Dollhouse episode 1... errr, 6: Man on the Street
This was certainly an improvement over the past episodes. In fact, except for needing to see the Ballard storyline at a slightly earlier point, this almost could be the pilot episode. It says to the viewer – this is our world and here’s what the show is all about. As Stoney said, it’s a bit on the nose.
I think a lot of the “on the nose” aspect betrays this episode’s central function as “mission statement” and “course correction”. As Stoney and Aurora have said, it’s well done because Joss Whedon is a great writer. But still this is about repositioning the show for better episodes to come (hopefully).
The “man on the street” idea is enjoyable. There’s a memorable 1976 episode of the TV series M*A*S*H called “The Interview” which is structured entirely as a period documentary, interviewing the show’s regularly characters. TV shows have often turned to this format – especially the sitcom The Office. (Both British and American versions.) And I’ve seen cutaways to man-on-the-street interviews in many TV shows and movies. Xena’s Lucy Lawless makes a cameo appearance in 2002’s Spider-Man where she offers her opinion of the arachnid hero. (The film was directed by Xena executive producer Sam Raimi.)
Neil Gaiman (writer of comic books, novels, short stories, television and movies) used a similar man-on-the-street device for the framing arc of a 1989 special of the Secret Origins comic book that spotlighted Batman’s weird villains.
It’s a fun device for world-building, but I agree with Aurora that it makes little sense for the level of tech scene in the Dollhouse to be so far ahead of normal society. But then that’s the dichotomy we see in superhero comics, movies and TV shows. The heroes, villains and spy agencies have access to technology far beyond those of mortal men, but elsewhere things appear just as now. We see this probably a bit in Buffy with season four’s Initiative and even more so in the comics once vampires become public knowledge.

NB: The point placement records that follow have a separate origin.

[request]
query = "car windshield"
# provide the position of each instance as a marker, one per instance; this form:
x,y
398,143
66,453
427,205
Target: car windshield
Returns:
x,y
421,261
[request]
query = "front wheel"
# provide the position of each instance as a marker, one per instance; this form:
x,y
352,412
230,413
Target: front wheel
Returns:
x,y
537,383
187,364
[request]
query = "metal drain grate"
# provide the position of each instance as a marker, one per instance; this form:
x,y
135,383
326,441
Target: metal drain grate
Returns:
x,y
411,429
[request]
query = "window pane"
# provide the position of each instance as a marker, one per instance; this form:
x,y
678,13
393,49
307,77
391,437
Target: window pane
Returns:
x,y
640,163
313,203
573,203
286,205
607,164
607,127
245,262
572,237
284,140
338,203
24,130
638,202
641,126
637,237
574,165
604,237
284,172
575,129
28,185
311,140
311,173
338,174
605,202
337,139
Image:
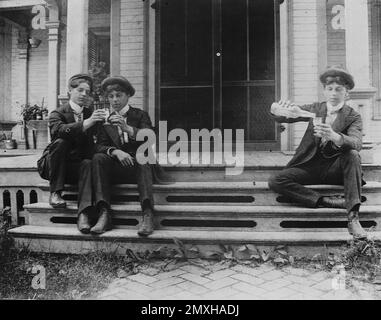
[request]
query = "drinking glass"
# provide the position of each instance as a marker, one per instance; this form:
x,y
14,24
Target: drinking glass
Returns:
x,y
317,121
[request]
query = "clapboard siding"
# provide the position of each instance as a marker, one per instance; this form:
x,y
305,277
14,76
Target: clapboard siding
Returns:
x,y
5,70
305,58
38,69
132,46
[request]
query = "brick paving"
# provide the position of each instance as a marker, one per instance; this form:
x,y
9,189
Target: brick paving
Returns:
x,y
221,281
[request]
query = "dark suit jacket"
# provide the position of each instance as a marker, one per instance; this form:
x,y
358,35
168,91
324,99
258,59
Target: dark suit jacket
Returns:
x,y
348,124
62,125
108,137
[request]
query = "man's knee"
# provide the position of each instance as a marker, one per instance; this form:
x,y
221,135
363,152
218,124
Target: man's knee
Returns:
x,y
100,158
352,156
60,145
85,165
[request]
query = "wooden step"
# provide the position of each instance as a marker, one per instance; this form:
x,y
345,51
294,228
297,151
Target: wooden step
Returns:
x,y
228,193
216,217
70,240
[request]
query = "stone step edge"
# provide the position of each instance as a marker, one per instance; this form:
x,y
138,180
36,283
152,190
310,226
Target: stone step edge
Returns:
x,y
207,209
194,237
220,185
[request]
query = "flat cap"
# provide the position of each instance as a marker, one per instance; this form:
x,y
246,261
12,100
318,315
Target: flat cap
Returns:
x,y
338,75
122,81
81,76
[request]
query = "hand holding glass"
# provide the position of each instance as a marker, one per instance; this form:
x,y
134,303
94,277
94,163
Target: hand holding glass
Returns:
x,y
317,121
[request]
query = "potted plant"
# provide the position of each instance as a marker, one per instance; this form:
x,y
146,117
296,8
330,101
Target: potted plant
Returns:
x,y
34,117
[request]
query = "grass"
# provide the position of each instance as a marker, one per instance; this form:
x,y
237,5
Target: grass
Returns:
x,y
84,276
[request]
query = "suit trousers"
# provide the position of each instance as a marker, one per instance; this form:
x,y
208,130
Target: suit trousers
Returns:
x,y
107,171
342,170
66,167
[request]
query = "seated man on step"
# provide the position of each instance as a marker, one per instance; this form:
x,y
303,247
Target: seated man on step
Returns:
x,y
115,162
328,152
72,129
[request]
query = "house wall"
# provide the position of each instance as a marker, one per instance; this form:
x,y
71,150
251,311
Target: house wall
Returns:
x,y
132,47
304,59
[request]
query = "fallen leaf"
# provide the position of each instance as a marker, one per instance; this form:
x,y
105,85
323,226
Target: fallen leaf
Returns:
x,y
251,247
212,254
279,260
228,255
121,273
194,250
282,252
242,248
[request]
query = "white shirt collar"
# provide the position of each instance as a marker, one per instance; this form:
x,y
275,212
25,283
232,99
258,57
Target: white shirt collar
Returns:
x,y
76,108
124,110
331,108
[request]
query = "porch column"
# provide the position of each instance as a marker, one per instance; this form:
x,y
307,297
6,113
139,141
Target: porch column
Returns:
x,y
357,55
53,26
22,46
77,37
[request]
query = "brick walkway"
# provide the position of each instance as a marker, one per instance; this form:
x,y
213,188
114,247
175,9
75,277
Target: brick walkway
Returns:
x,y
221,282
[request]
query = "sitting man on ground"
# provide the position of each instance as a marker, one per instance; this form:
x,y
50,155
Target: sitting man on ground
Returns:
x,y
115,162
72,128
328,152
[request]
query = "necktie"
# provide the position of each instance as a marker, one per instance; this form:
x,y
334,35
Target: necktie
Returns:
x,y
79,116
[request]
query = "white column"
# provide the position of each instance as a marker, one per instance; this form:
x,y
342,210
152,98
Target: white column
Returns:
x,y
357,55
53,26
357,41
77,37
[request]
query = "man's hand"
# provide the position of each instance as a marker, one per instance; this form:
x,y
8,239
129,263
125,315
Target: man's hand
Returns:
x,y
118,120
97,116
289,105
326,132
124,158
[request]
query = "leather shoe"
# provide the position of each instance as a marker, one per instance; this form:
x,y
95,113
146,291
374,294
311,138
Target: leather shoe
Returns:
x,y
331,202
146,227
83,222
104,222
354,226
56,201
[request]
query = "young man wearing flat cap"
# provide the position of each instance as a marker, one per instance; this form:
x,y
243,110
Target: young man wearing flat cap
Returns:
x,y
115,161
69,160
328,153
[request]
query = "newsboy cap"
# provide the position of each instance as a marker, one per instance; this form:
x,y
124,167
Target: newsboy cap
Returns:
x,y
83,76
339,75
120,80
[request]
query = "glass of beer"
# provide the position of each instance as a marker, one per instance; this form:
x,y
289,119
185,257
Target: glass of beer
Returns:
x,y
317,121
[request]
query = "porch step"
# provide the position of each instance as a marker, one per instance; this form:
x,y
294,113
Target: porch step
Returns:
x,y
226,193
216,217
70,240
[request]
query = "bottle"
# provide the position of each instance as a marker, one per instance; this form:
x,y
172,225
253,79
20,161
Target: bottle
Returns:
x,y
291,112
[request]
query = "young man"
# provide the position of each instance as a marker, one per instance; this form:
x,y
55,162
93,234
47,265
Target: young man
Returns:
x,y
115,161
328,153
72,129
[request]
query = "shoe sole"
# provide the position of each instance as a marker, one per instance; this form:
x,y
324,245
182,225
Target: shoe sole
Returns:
x,y
58,206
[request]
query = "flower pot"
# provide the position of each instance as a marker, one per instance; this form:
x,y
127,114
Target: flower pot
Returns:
x,y
10,144
40,127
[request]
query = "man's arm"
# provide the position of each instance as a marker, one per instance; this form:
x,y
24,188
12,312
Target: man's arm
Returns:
x,y
60,129
104,143
283,119
353,138
144,123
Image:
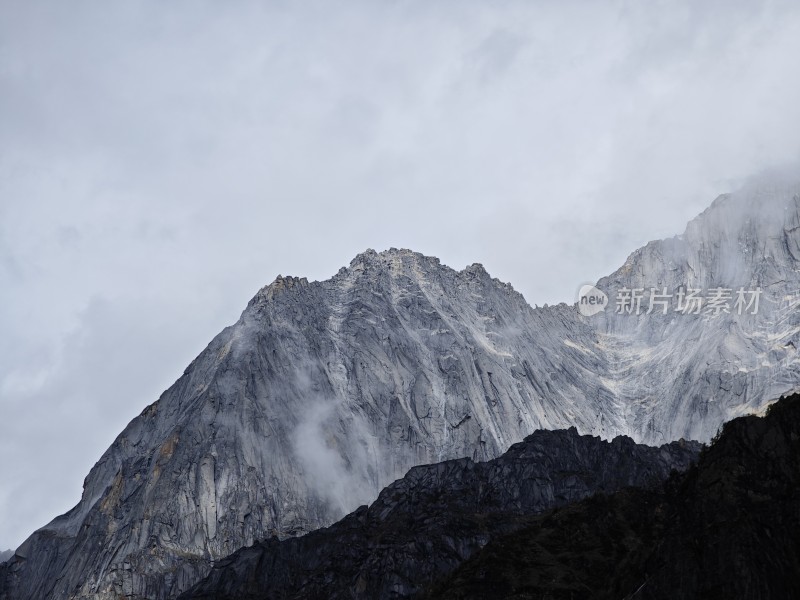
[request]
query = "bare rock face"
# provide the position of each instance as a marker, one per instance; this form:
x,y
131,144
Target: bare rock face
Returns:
x,y
683,375
325,392
422,527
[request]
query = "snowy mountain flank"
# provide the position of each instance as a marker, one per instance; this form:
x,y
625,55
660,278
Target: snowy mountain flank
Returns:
x,y
323,393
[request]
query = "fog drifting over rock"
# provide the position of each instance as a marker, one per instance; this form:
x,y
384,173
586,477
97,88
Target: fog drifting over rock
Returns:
x,y
159,164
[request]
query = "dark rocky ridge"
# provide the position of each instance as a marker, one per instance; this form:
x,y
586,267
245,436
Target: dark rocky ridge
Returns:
x,y
423,526
727,529
325,392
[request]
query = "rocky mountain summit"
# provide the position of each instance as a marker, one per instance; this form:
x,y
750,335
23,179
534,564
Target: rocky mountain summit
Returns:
x,y
323,393
726,529
422,527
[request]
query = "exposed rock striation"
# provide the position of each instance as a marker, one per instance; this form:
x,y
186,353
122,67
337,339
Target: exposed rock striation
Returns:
x,y
425,525
325,392
729,528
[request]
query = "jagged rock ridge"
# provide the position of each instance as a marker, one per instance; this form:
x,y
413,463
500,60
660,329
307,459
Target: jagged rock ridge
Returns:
x,y
425,525
324,392
728,529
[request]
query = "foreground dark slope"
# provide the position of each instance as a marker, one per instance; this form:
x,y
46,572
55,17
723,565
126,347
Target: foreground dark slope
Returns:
x,y
424,525
729,528
322,393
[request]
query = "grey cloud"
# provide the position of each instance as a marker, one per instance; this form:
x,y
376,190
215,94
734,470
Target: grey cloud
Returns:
x,y
160,163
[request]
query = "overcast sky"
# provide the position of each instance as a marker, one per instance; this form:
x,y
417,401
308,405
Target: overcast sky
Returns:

But it’s not quite as effective – either as comedy or drama – as some of the Buffyverse’s world building. I think of that moment in “School Hard” between Principal Snyder and the police chief:
Principal Snyder and the police knew the truth. The sense of denial in Sunnydale wasn’t as strong as we had been led to believe. And this was the first hint that would lead to such adversaries as the Mayor and even the Initiative. On first viewing, it felt like layers were being pulled back and there was something deeper underneath.Chief: So? You want the usual story? Gang-related? PCP?
Snyder: What'd you have in mind? The truth?
Chief: (considers) Right. Gang-related. PCP.
On a more comic note, we have Larry’s remark in “Anne” that shows the other students are aware of the town’s weirdness. “It's all about egg whites. If we can focus, keep discipline, and not have quite as many mysterious deaths, Sunnydale is gonna rule!” This throwaway line would bear fruit in “The Prom”.
Another “On the Nose” element is Joel Mynor’s speech to Ballard. This is a guy who had his very special memorial fantasy ruined and yet he finds the time to psychoanalyze the “hero cop”. I suppose it might be statement about the rich – that Mynor to get past his private pain to pull someone down. But more importantly, is there anyone in the audience who didn’t already think that Ballard’s quest was a doll-like fantasy?
Like Aurora said, Paul Ballard doesn’t even seem to belong to a 21st century agency. Replace the computer for a visit to a locked filing cabinet while holding a flashlight, and his investigations are straight out of 1950s TV. I imagine we’ll see even more X-Files machinations from his agency masters, but Ballard doesn’t have the smarts or charm of either Mulder or Scully.
I’m glad that they appear to finally be moving away from the monster of the week format. Angel vastly improved when they moved past the Saturday Morning TV version of film noir cases and brought in the powerful Darla arc. Echo’s missions up until now have been a bit too commonplace. The plot with Sierra’s rape and the looming threat of Alpha is more intriguing than what we’ve seen from the outside world.
Now that Dollhouse has had a good scrub-up and polish, I’m looking forward to seeing what comes next.